Дана краснеет. Она помнит. Виталькины поцелуи, его осторожные ласки и колючку, которая взорвалась в ее груди. Боже! Значит, ей не приснилось…
– Ты так забавно краснеешь! – Таня откровенно потешается. – Надо же, ты до сих пор смущаешься.
– Я ничего не понимаю.
– А здесь, собственно, и понимать нечего. Когда ты уснула и мы не могли тебя добудиться, Виталька чуть не застрелился. Он решил, что навредил тебе тем, что занялся с тобой любовью. Хорошо, что я была тут, позвонила доктору. В общем, он сказал, что еще пара дней такого ступора – и твои мозги сгорели бы напрочь. Врач сказал, что это из-за того, что несколько последних лет ты находилась в состоянии глубокого стресса, а из-за своего упрямства и нежелания делиться болью ты могла превратиться в ходячий овощ. Виталька вывел тебя из этого состояния единственным возможным способом. Господи, как смешно! Ты опять краснеешь!
– Значит, он… из сострадания?
– Дура ты, Данка, скажу тебе по дружбе. «Из сострадания»! Вот так и пнула бы тебя, да боюсь, рассыплешься. Какое, на хрен, сострадание? Видишь эту комнату? Она создана для тебя. Розы в парке – тоже. Он все спрашивал меня, понравится ли тебе этот дом. Идиотка ты, он же всю жизнь тебя любит. – Таня запнулась. – Я, конечно, виновата перед вами обоими. Но еще не поздно…
– Не надо об этом.
– Как скажешь.
– Мне нужно подняться. Я пойду домой.
– Именно сейчас? Пойдешь? – Таня разозлилась. – Да ты на себя посмотри, от твоего вида трамваи шарахаться будут! Тебя же ноги не держат. Сейчас придет врач, как он скажет, так и будет.
– Кто придет?
– Доктор, который…
– И он придет?! Сюда?
– Ну да, чего ты завелась?
– Помоги мне встать. Три дня в кровати – ох, ни хрена себе личная гигиена!
Таня покорно помогает ей добраться до ванной. Струйки душа сбивают Дану с ног.

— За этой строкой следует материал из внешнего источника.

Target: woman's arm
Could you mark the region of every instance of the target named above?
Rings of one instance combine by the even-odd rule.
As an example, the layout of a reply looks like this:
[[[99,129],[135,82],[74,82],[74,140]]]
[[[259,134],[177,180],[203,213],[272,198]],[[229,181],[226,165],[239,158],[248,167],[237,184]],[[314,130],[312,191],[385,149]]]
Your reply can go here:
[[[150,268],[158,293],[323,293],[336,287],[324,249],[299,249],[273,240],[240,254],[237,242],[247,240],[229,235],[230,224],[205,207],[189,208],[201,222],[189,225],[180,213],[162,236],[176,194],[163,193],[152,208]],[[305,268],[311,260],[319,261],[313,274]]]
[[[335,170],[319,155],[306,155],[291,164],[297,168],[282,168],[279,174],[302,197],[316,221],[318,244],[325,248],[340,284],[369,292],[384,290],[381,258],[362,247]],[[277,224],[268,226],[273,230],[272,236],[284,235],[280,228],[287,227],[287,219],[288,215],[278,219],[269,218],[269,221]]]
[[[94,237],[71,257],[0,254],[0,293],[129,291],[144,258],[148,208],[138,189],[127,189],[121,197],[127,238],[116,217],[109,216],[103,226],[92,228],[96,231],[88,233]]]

Таня сама берется за дело и яростно намыливает тело подруги, ругаясь на чем свет стоит.
– Ты на себя взгляни – намыливать нечего! Раскисла, распустилась, ты в зеркало на себя когда в последний раз смотрела? И что мужики в тебе находят? Ни кожи, ни рожи, а теперь и вовсе одни косточки торчат. Домой она собралась! Ты до ванной сама не в состоянии доползти, чучело! Бедный Виталька, что он в тебе нашел?
– Ладно тебе…
– Ладно? – Таня заворачивает Дану в простыню. – Идем в комнату, задохлик. Ты хоть понимаешь, эгоистка чертова, что ты своего ребенка могла круглым сиротой оставить?
Это было именно то, что нужно. Ни слова сострадания. Таня не разговаривает с Даной как с тяжелобольной, а родители так не могут. А Дане от их жалости хуже.